En France, les ouvriers et les hommes sont plus souvent victimes d’accidents du travail entrainant un handicap permanent. « Un fait peu médiatisé rapporté à l’ampleur des souffrances qu’il entraîne dans la population », selon l’Observatoire des inégalités.
En 2019, 19 280 accidents du travail entrainant une incapacité permanente ont été constatés en France chez les ouvriers, contre 1 805 chez les cadres. En rapportant le nombre d’accidents au nombre d’heures de travail prestées dans chaque catégorie, il apparait que le risque d’être victime d’un accident grave est sept fois plus élevé chez les ouvriers que chez les cadres. Les victimes sont le plus souvent des hommes dans la mesure où ils sont sur-représentés dans les secteurs les plus à risque. C’est le cas du secteur de la construction avec les travaux de gros œuvre et de menuiserie par exemple, ou l’agriculture avec en particulier l’exploitation forestière et l’élevage de chevaux. L’industrie minière, le transport et l’entreposage figurent également parmi les secteurs les plus dangereux. A noter que les femmes ouvrières, si elles sont moins nombreuses, sont presque aussi souvent victimes d’accidents du travail graves que leurs homologues masculins. Les accidents du travail ayant entrainé un décès sont également plus fréquents chez les ouvriers, qui représentent à eux seuls les deux tiers des accidents mortels au travail enregistrés en 2019 en France. Rapporté au nombre d’heures prestées, on compte 4,6 fois plus d’accidents mortels chez les ouvriers que chez les cadres supérieurs. A nouveau, un gradient de genre lié à l’accidentologie du secteur est observé : 91 % des décès sont masculins.

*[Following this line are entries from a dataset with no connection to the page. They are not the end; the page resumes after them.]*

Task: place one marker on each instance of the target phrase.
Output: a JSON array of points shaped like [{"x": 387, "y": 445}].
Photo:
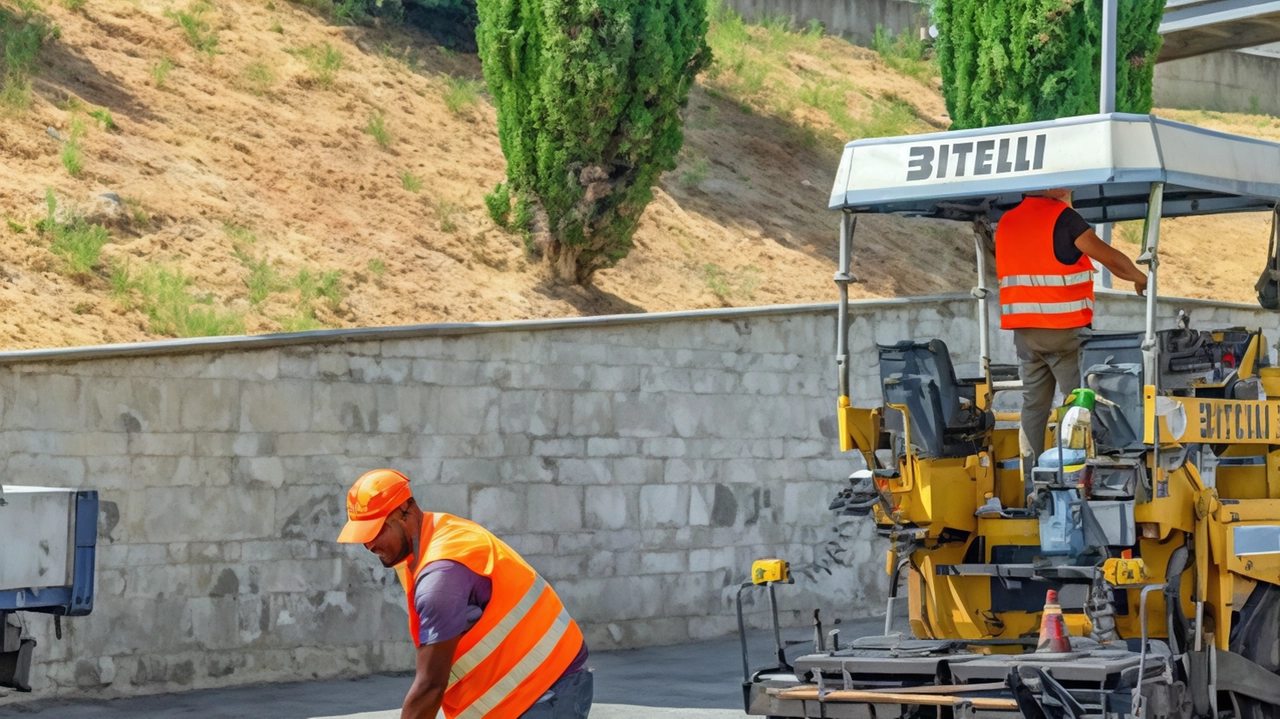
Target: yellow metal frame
[{"x": 941, "y": 495}]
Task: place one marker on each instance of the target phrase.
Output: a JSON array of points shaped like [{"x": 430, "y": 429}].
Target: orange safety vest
[
  {"x": 524, "y": 641},
  {"x": 1037, "y": 291}
]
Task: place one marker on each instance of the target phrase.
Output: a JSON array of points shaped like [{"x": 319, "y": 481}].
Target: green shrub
[
  {"x": 461, "y": 92},
  {"x": 73, "y": 151},
  {"x": 301, "y": 323},
  {"x": 104, "y": 118},
  {"x": 905, "y": 54},
  {"x": 76, "y": 242},
  {"x": 411, "y": 182},
  {"x": 1008, "y": 62},
  {"x": 193, "y": 24},
  {"x": 314, "y": 287},
  {"x": 122, "y": 282},
  {"x": 173, "y": 310},
  {"x": 589, "y": 97},
  {"x": 376, "y": 128},
  {"x": 260, "y": 77},
  {"x": 498, "y": 202},
  {"x": 21, "y": 37}
]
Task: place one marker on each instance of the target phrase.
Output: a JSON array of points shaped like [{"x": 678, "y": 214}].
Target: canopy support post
[
  {"x": 982, "y": 292},
  {"x": 848, "y": 224},
  {"x": 1150, "y": 259}
]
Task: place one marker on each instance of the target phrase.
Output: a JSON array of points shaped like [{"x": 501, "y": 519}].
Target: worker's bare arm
[
  {"x": 1112, "y": 259},
  {"x": 426, "y": 694}
]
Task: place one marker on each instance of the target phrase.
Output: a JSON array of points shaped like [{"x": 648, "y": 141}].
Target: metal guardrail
[
  {"x": 241, "y": 343},
  {"x": 1200, "y": 27}
]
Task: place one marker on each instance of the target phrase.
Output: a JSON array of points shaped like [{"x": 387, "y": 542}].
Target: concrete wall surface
[
  {"x": 1242, "y": 81},
  {"x": 640, "y": 463},
  {"x": 854, "y": 19}
]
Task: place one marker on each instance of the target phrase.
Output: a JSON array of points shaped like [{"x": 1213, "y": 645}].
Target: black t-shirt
[{"x": 1069, "y": 228}]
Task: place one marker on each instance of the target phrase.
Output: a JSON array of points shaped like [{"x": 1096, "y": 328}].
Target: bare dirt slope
[{"x": 256, "y": 178}]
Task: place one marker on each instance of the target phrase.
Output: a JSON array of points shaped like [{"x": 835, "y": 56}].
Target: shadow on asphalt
[{"x": 693, "y": 676}]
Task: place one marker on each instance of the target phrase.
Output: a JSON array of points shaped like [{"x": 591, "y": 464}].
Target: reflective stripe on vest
[
  {"x": 1046, "y": 307},
  {"x": 520, "y": 672},
  {"x": 525, "y": 639},
  {"x": 1036, "y": 289},
  {"x": 1045, "y": 280},
  {"x": 485, "y": 646}
]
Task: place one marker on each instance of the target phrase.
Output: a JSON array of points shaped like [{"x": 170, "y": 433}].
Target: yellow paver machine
[{"x": 1159, "y": 523}]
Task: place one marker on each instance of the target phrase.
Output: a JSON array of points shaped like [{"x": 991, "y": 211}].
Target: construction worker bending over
[
  {"x": 493, "y": 640},
  {"x": 1046, "y": 296}
]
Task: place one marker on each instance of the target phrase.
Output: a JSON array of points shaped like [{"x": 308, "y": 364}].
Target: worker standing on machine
[
  {"x": 1043, "y": 251},
  {"x": 493, "y": 639}
]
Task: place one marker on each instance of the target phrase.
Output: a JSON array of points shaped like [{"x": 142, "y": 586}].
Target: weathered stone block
[
  {"x": 592, "y": 415},
  {"x": 282, "y": 406},
  {"x": 169, "y": 514},
  {"x": 554, "y": 508},
  {"x": 663, "y": 505},
  {"x": 609, "y": 507},
  {"x": 499, "y": 508}
]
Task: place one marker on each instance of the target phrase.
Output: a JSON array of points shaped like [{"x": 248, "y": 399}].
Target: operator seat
[{"x": 945, "y": 417}]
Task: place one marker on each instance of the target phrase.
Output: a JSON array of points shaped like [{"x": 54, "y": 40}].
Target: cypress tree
[
  {"x": 588, "y": 96},
  {"x": 1009, "y": 62}
]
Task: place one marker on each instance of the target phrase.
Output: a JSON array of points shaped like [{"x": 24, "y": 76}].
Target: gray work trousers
[{"x": 1045, "y": 358}]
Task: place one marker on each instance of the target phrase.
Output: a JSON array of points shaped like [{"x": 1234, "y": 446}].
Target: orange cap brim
[{"x": 360, "y": 531}]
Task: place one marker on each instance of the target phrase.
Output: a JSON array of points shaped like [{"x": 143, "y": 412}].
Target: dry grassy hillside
[{"x": 269, "y": 170}]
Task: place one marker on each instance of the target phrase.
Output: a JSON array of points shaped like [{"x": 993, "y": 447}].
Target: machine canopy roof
[{"x": 1109, "y": 160}]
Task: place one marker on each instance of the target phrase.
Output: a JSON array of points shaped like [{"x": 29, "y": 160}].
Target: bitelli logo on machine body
[{"x": 977, "y": 158}]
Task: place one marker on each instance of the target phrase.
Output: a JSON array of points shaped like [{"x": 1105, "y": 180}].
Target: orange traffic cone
[{"x": 1052, "y": 627}]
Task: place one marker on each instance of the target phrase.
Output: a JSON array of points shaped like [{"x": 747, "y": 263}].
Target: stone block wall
[{"x": 640, "y": 463}]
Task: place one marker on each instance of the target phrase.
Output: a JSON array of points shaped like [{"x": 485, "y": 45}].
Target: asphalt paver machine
[{"x": 1162, "y": 543}]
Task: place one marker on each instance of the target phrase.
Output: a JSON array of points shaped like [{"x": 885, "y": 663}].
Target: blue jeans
[{"x": 570, "y": 699}]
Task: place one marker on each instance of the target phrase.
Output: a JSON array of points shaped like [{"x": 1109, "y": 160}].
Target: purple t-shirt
[{"x": 449, "y": 600}]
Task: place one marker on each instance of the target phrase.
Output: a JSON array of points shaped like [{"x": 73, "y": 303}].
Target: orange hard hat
[{"x": 374, "y": 495}]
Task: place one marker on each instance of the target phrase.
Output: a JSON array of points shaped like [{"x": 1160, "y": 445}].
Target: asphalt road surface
[{"x": 693, "y": 681}]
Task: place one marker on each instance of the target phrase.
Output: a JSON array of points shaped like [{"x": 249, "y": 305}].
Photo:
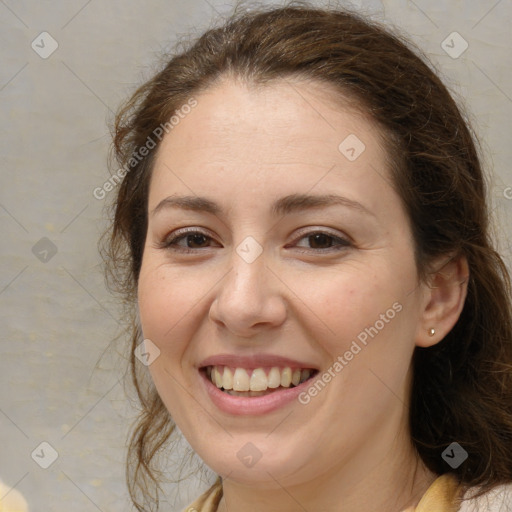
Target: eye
[
  {"x": 322, "y": 241},
  {"x": 187, "y": 241}
]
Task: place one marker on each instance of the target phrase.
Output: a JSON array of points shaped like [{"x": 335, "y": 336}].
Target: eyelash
[{"x": 171, "y": 243}]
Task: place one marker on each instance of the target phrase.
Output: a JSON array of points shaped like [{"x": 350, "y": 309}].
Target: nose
[{"x": 249, "y": 298}]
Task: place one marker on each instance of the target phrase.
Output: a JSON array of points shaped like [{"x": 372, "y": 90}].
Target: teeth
[
  {"x": 259, "y": 380},
  {"x": 240, "y": 379},
  {"x": 286, "y": 377},
  {"x": 274, "y": 378}
]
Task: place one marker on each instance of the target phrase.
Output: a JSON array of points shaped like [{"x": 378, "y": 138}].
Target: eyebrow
[{"x": 282, "y": 206}]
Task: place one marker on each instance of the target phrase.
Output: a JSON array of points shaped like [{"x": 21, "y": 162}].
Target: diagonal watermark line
[
  {"x": 14, "y": 423},
  {"x": 13, "y": 218},
  {"x": 316, "y": 110},
  {"x": 77, "y": 13},
  {"x": 492, "y": 81},
  {"x": 388, "y": 388},
  {"x": 89, "y": 293},
  {"x": 89, "y": 411},
  {"x": 13, "y": 279},
  {"x": 307, "y": 192},
  {"x": 14, "y": 76},
  {"x": 13, "y": 487},
  {"x": 74, "y": 218},
  {"x": 198, "y": 301},
  {"x": 13, "y": 13},
  {"x": 424, "y": 13},
  {"x": 85, "y": 494},
  {"x": 196, "y": 401},
  {"x": 485, "y": 15},
  {"x": 327, "y": 327},
  {"x": 286, "y": 491},
  {"x": 86, "y": 86}
]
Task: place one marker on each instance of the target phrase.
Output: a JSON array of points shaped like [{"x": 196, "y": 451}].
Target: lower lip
[{"x": 256, "y": 405}]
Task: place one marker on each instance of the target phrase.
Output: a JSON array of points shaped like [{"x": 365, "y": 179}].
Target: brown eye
[{"x": 320, "y": 240}]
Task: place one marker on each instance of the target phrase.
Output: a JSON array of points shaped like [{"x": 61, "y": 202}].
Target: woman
[{"x": 302, "y": 235}]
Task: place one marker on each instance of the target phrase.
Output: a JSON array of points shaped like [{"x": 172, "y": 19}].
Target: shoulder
[{"x": 498, "y": 499}]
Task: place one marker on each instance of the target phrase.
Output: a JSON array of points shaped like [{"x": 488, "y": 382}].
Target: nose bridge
[{"x": 248, "y": 296}]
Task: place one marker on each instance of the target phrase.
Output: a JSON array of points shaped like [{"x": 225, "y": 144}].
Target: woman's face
[{"x": 275, "y": 240}]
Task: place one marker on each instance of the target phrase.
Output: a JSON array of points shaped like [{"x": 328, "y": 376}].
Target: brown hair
[{"x": 462, "y": 386}]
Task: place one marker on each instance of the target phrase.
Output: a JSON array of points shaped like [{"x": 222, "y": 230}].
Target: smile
[{"x": 258, "y": 381}]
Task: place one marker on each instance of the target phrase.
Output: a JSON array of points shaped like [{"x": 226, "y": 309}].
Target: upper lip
[{"x": 254, "y": 361}]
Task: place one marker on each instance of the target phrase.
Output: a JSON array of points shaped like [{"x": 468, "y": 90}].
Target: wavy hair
[{"x": 462, "y": 386}]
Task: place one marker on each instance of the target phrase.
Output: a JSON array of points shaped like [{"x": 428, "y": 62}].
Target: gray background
[{"x": 61, "y": 381}]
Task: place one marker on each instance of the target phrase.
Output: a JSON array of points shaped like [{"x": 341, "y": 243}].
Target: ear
[{"x": 445, "y": 294}]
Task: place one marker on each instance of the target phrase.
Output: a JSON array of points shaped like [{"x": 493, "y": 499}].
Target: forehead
[{"x": 287, "y": 135}]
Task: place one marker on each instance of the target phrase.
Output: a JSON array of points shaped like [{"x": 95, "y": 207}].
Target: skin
[{"x": 244, "y": 147}]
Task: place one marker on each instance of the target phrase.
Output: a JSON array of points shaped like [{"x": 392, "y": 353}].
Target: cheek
[
  {"x": 372, "y": 309},
  {"x": 164, "y": 301}
]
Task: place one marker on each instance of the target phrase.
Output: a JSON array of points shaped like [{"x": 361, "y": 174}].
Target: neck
[{"x": 389, "y": 480}]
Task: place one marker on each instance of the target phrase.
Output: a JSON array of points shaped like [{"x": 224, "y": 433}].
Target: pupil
[
  {"x": 320, "y": 239},
  {"x": 196, "y": 239}
]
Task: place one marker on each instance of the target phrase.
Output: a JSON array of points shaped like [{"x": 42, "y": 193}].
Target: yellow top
[{"x": 442, "y": 496}]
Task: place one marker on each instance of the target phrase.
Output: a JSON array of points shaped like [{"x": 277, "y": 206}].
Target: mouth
[{"x": 243, "y": 382}]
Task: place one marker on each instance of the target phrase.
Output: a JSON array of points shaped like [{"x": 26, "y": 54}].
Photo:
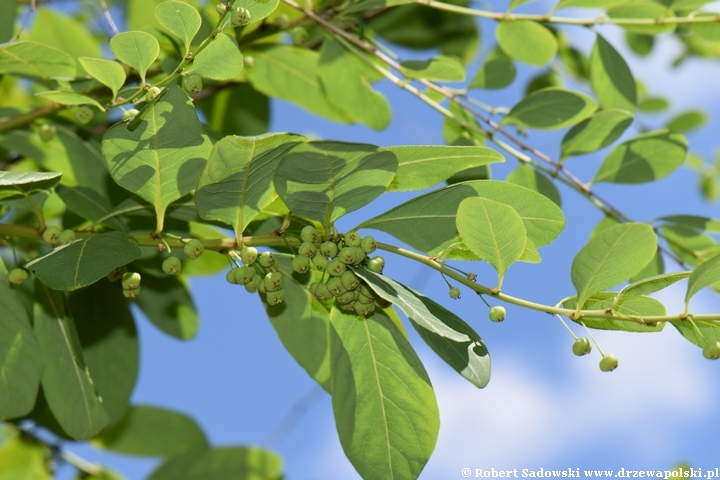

En Belgique, un récent billet de l’Observatoire Belge des Inégalités (OBI) dresse un constat similaire : « les inégalités de santé peuvent être appréhendées par le prisme de l’activité professionnelle ». Il existe une surmortalité, toute cause confondue, dans les professions où les conditions de travail sont difficiles. Éboueurs, standardistes, ouvriers de la construction, conducteurs de transports collectifs, serveurs, facteurs, cheminots, nettoyeurs industriels et aides-soignantes présentent des mortalités bien supérieures aux avocats, scientifiques, dentistes, chefs d’entreprises, médecins, cadres dirigeants, entrepreneurs en bâtiment, ingénieurs et enseignants du supérieur. Le classement des professions selon la mortalité reflète une hiérarchie sociale. Les activités professionnelles prestigieuses et liées à l’exercice du pouvoir sont en sous-mortalité alors que les professions subordonnées et qui consistent en des tâches d’exécution sont en nette surmortalité. La santé subjective, telle qu’elle est rapportée par les travailleurs eux-mêmes, suit la même logique : plus la surmortalité de la catégorie est forte, plus la proportion de personnes se sentant en moyenne ou mauvaise santé est élevée.
Ces différents résultats soulignent la dimension cumulative des inégalités sociales : en plus d’être confrontés à des métiers à plus forte pénibilité et faiblement rémunérés, les classes inférieures vivent moins longtemps et se sentent en moins bonne santé. Par ailleurs, les inégalités se reproduisent largement de génération en génération : un enfant d’ouvrier peu qualifié a 53 fois moins de chance d’être cadre supérieur plutôt qu’ouvrier peu qualifié. Ainsi, selon la position sociale de ses parents, un individu aura plus ou moins de chance d’avoir une profession valorisée, une bonne santé et de vivre longtemps. Si l’étude ne permet pas d’établir une causalité entre surmortalité et activité professionnelle, elle laisse penser que l’activité de travail pourrait effectivement avoir un impact important sur la santé et l’espérance de vie. Le travail ne peut être dissocié des conditions de vie : avoir un métier pénible, c’est aussi avoir un salaire moins élevé, qui détermine la taille et le confort du logement habitable, qui conditionne les choix alimentaires, le temps libre disponible, etc. « C’est l’ensemble de ces interactions entre inégalités qu’il faut comprendre dans une préoccupation de santé publique », pointe l’OBI. « Une politique publique soucieuse de résorber les inégalités sociales de santé impliquerait ainsi des changements structurels profonds en vue de la diminution des inégalités sociales en d’autres matières que celle de la santé strictement, notamment en termes d’emploi, de logement ou de revenus ».